作者:紫夜弦歌
门前的沙条绫香一眼瞥过,目光沉痛,幽幽开口。
正当两位妹系,考虑要不要去冲进去,联手制服似乎有些魔怔过头的沙条爱歌,然后上一通物质层面的San值恢复术,屋内足足乐呵了三四分钟的沙条爱歌似乎想到了什么,这才如梦初醒,慌忙对着自制书签,曲指虚画出一道道符文,激活潜藏在其中的魔术阵图。
顿时,一道温和而富有磁性的低沉音腔,伴随着卢恩符文的忽明忽暗,从内侧传来,回荡在居室之内。
“爱歌,好久不见……”
“嗯嗯,我们已经有5天零7个小时26分4秒没见了!”
“……”
此刻,出租房中原本照常寒暄的萨麦尔,听到这精确到秒的计算,忍不住面颊一抽,心脏怦怦乱跳,下意识地回头看向身后,再三确认爱丽和阿尔托莉雅已经下楼,这才如释重负松了口气。
“咳咳,是,是啊,好漫长……”
确认了身边没有引发修罗场的危险因素后,古蛇这才略微平复心绪,抬手抹了把额头上冒出的虚汗,干咳着客套了半句后,火速转入正题。
“对了,爱歌,我想和你见上一面……”
见我?想见我?想我?相思!果然,王子殿下也是这么想的!和我一样!
沙条爱歌美目异彩连连,高速运转的大脑CPU,几乎快要烧融,略微发烫的脸颊泛起丝丝晕红,虽然女孩的羞怯萦绕心间,但那翕动的唇齿,依旧勇敢地表达出了心中的所想。
“我也很想你,每天都在想!王子殿下……”
“呃……”
头一次感觉脑袋有些不够用的萨麦尔,迟钝片刻,为防错漏,干咳着补充说明。
“我是说,能不能明天约你……”
“约会?!这么快?”
然而这次,没等萨麦尔说完,心中又惊又喜的沙条爱歌便自动过滤了后半句,陷入无限的畅想中。
我……
此刻,已经被连续噎住的萨麦尔,隐隐察觉到不对,谨慎闭嘴,脑内开始复盘,逐字逐句地分析从共鸣魔术阵后,两人的交流。

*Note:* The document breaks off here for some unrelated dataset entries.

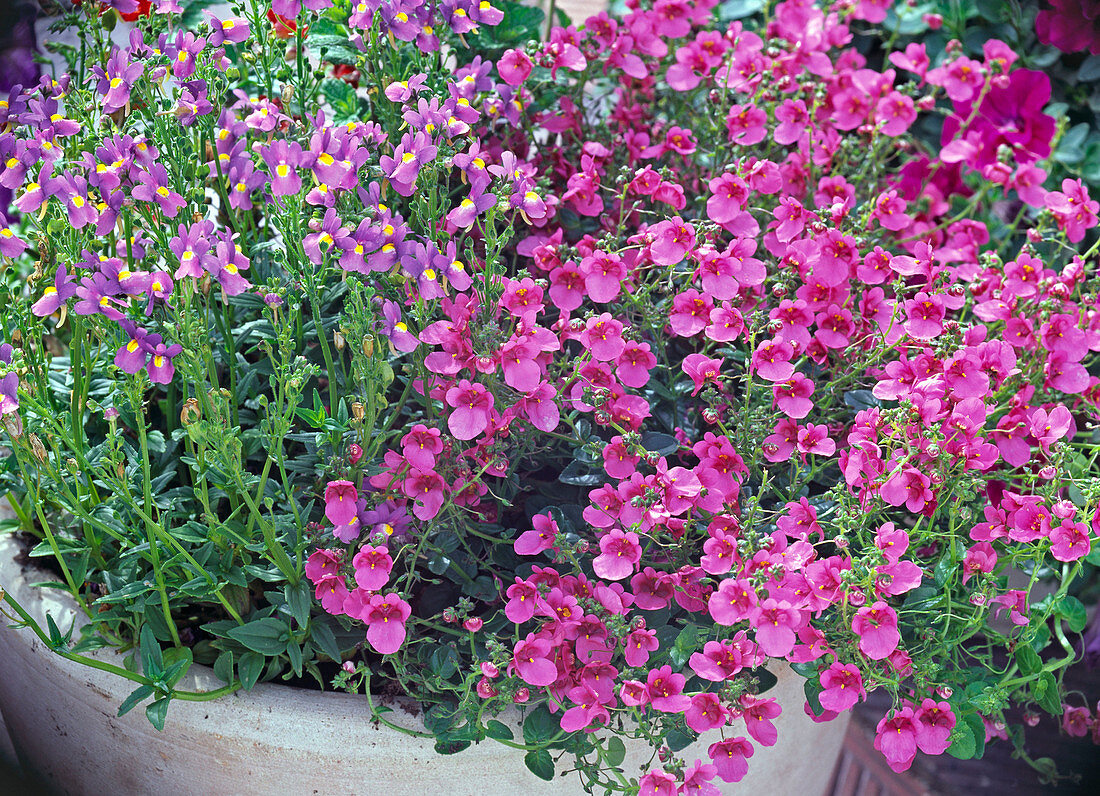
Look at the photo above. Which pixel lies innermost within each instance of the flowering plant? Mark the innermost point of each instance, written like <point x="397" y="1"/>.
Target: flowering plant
<point x="385" y="344"/>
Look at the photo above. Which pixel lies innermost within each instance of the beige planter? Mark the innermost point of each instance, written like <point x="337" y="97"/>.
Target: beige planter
<point x="282" y="740"/>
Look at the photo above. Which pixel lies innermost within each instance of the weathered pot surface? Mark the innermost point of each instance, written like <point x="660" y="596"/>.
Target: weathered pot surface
<point x="275" y="739"/>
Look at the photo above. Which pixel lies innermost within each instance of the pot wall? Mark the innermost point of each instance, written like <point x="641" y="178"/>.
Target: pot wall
<point x="279" y="740"/>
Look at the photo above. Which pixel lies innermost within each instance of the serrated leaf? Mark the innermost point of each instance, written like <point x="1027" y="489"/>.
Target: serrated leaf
<point x="616" y="751"/>
<point x="539" y="727"/>
<point x="249" y="669"/>
<point x="267" y="637"/>
<point x="1029" y="661"/>
<point x="540" y="763"/>
<point x="498" y="730"/>
<point x="136" y="696"/>
<point x="1073" y="610"/>
<point x="152" y="661"/>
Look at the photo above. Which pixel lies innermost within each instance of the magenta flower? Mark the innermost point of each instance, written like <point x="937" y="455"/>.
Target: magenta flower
<point x="428" y="490"/>
<point x="706" y="712"/>
<point x="897" y="739"/>
<point x="776" y="622"/>
<point x="340" y="501"/>
<point x="385" y="622"/>
<point x="619" y="553"/>
<point x="664" y="691"/>
<point x="730" y="758"/>
<point x="702" y="369"/>
<point x="909" y="486"/>
<point x="532" y="660"/>
<point x="842" y="686"/>
<point x="55" y="295"/>
<point x="1070" y="25"/>
<point x="472" y="409"/>
<point x="877" y="628"/>
<point x="372" y="567"/>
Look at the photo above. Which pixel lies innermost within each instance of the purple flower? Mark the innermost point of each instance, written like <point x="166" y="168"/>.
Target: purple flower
<point x="191" y="247"/>
<point x="233" y="30"/>
<point x="96" y="297"/>
<point x="395" y="330"/>
<point x="470" y="208"/>
<point x="152" y="186"/>
<point x="330" y="235"/>
<point x="53" y="297"/>
<point x="283" y="161"/>
<point x="117" y="79"/>
<point x="409" y="157"/>
<point x="228" y="264"/>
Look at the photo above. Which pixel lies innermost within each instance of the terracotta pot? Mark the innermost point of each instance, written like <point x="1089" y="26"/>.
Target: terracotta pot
<point x="275" y="739"/>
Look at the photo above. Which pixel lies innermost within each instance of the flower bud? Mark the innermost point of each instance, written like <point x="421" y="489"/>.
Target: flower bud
<point x="190" y="412"/>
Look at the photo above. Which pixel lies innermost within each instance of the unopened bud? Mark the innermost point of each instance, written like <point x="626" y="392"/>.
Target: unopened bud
<point x="190" y="412"/>
<point x="37" y="449"/>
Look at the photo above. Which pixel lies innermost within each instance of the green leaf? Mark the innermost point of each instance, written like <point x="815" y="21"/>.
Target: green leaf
<point x="616" y="751"/>
<point x="498" y="730"/>
<point x="298" y="599"/>
<point x="325" y="640"/>
<point x="249" y="669"/>
<point x="139" y="695"/>
<point x="1090" y="69"/>
<point x="1073" y="610"/>
<point x="443" y="661"/>
<point x="661" y="444"/>
<point x="267" y="637"/>
<point x="540" y="763"/>
<point x="539" y="727"/>
<point x="1045" y="692"/>
<point x="177" y="660"/>
<point x="451" y="745"/>
<point x="1029" y="661"/>
<point x="152" y="662"/>
<point x="964" y="744"/>
<point x="223" y="666"/>
<point x="157" y="711"/>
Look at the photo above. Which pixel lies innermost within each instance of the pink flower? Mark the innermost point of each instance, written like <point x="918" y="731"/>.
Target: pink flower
<point x="420" y="446"/>
<point x="706" y="712"/>
<point x="1069" y="540"/>
<point x="638" y="644"/>
<point x="472" y="406"/>
<point x="934" y="722"/>
<point x="730" y="758"/>
<point x="776" y="622"/>
<point x="532" y="661"/>
<point x="909" y="486"/>
<point x="842" y="686"/>
<point x="673" y="239"/>
<point x="340" y="500"/>
<point x="514" y="67"/>
<point x="814" y="439"/>
<point x="385" y="622"/>
<point x="372" y="567"/>
<point x="701" y="369"/>
<point x="877" y="628"/>
<point x="792" y="397"/>
<point x="619" y="553"/>
<point x="897" y="739"/>
<point x="772" y="361"/>
<point x="664" y="691"/>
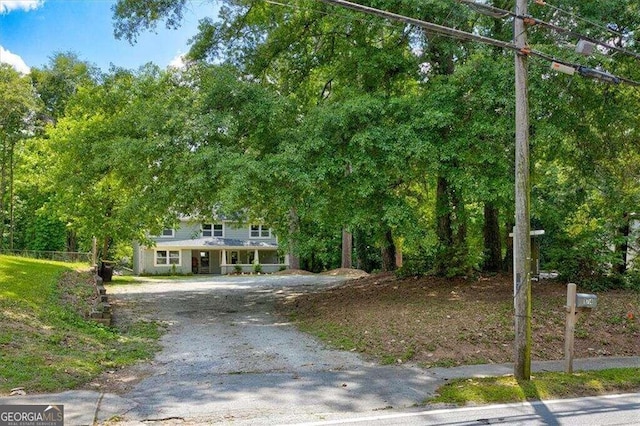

不过,没等古蛇分析出所以然,对面的沙条爱歌却深深吸气,仿佛在莫大的勇气下,抑制住胸中强烈的情感,由此作出艰难的选择。
“虽然,虽然我很想去见你,比任何时候都想,但是,不可以,我还有重要的事情没有做完……”
恩兹华斯堡内,豁然抬头的沙条爱歌,粉拳攥紧,湛蓝的眸子经历纠结和失落的洗练,变得灼热而坚定。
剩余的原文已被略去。